If God has a master plan
that only He understands,
I hope it’s your eyes He’s seeing through…
Precious – Depeche Mode
Hablar del conflicto entre israelíes hebreos y palestinos musulmanes es tocar la historia misma del desarrollo de oriente medio y –por extensión– de occidente. Las creencias sobre la deidad, sobre la posesión del territorio, sobre la prevalencia de una expresión cultural sobre otra, han moldeado la forma de ejercer el poder y la dominación de unos sobre otros. Ahora, ese conflicto –otra vez– escala hacia proporciones de violencia que ponen en riesgo la estabilidad de esa región, cuna de las diversas mitologías abrahámicas y de una inmensa riqueza cultural que se pone en riesgo cada vez que sube la violencia.
No vamos a abundar aquí sobre el proceso que dio origen al Estado de Israel luego de los horrores del Holocausto; pero sí es pertinente anotar que la operación política a nivel internacional para que este Estado se erigiera, fue pésimamente operada, con límites y responsabilidades poco claras y fácilmente ignorables, y con el auspicio no de la filantropía sino del oportunismo político y económico.
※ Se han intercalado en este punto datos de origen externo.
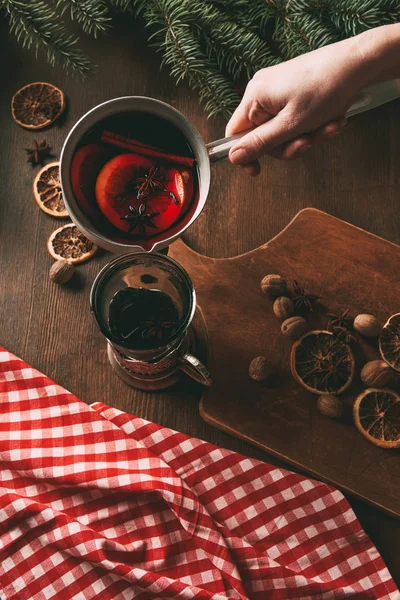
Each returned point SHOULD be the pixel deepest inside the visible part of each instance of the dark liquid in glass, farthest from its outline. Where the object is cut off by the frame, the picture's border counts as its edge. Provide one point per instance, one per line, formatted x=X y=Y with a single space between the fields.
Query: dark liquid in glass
x=143 y=319
x=97 y=149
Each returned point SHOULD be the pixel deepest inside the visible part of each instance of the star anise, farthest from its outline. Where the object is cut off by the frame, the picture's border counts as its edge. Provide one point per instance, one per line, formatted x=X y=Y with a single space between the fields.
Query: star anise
x=150 y=183
x=302 y=299
x=340 y=326
x=140 y=219
x=38 y=152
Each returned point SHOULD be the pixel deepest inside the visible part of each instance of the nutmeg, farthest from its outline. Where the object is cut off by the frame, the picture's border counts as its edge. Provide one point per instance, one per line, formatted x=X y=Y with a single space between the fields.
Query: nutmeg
x=294 y=327
x=283 y=307
x=367 y=325
x=61 y=271
x=273 y=285
x=260 y=369
x=376 y=373
x=330 y=406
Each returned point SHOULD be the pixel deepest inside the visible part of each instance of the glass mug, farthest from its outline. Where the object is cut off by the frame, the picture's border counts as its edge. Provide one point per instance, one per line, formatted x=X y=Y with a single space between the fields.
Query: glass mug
x=160 y=365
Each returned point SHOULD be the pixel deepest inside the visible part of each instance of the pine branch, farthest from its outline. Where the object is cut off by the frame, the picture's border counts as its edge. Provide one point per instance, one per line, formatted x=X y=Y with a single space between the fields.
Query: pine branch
x=239 y=51
x=174 y=36
x=36 y=24
x=92 y=15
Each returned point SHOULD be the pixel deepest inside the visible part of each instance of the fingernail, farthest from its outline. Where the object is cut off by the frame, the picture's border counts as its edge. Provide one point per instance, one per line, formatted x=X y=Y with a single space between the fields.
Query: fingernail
x=304 y=148
x=237 y=155
x=332 y=134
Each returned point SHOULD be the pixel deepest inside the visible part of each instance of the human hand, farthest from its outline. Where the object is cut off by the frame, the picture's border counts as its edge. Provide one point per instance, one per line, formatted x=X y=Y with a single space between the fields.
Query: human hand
x=295 y=104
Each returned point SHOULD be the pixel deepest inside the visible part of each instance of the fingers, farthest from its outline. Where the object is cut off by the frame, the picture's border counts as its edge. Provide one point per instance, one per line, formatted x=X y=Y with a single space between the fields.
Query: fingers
x=253 y=169
x=261 y=140
x=329 y=130
x=295 y=148
x=249 y=113
x=265 y=140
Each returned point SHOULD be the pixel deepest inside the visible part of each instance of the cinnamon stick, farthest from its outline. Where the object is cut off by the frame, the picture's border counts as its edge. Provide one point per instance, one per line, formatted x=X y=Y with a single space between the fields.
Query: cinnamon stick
x=108 y=137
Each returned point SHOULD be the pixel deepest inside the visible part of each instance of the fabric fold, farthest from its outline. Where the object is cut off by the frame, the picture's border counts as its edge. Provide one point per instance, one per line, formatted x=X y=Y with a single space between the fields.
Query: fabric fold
x=96 y=503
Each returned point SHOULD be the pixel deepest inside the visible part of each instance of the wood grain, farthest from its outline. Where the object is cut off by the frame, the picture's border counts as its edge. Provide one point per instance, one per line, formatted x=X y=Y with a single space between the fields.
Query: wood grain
x=355 y=177
x=346 y=268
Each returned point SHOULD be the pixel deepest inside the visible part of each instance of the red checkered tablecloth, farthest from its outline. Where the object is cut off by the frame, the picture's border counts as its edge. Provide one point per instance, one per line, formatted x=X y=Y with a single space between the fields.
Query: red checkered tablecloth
x=96 y=503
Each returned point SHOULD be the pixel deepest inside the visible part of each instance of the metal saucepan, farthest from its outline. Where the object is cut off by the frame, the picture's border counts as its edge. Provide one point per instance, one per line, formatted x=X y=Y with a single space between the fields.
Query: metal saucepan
x=205 y=154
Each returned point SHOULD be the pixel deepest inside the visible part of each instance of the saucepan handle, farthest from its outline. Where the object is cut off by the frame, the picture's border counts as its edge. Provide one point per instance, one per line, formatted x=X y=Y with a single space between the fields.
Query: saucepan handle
x=372 y=96
x=191 y=365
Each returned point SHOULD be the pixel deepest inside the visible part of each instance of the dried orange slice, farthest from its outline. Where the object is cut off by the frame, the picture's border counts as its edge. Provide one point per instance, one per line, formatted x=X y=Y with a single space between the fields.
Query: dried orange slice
x=68 y=243
x=322 y=363
x=389 y=342
x=377 y=416
x=37 y=105
x=47 y=190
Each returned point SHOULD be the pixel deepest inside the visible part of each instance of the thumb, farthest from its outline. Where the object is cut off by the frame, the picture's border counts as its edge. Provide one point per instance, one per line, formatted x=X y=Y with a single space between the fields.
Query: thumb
x=262 y=139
Teniendo en cuenta los antecedentes de la relación entre unos y otros, previo a 1948, la operación para fincar el Estado de Israel o se hizo mal por impericia, o se diseñó mal a propósito.
Como fuese, al paso del tiempo, es fácil reconocer que los palestinos ocupan ahora la posición de vulnerabilidad. Son estos los pobres, los desplazados, los que cuentan más féretros para sus familias, los relegados. Si uno quisiera entender la virulencia de los movimientos de resistencia como Hamas (el grupo radical Harakat al-Muqáwama al-Islamiya, que ahora encabeza los ataques y las defensas palestinas), tiene que entender primero la vulneración histórica que ha padecido esa zona de las poblaciones palestinas y beduinas. Y no, entender y empatizar con esas víctimas no nos vuelve antisemitas; esa polarización ya nos ha hecho bastante daño.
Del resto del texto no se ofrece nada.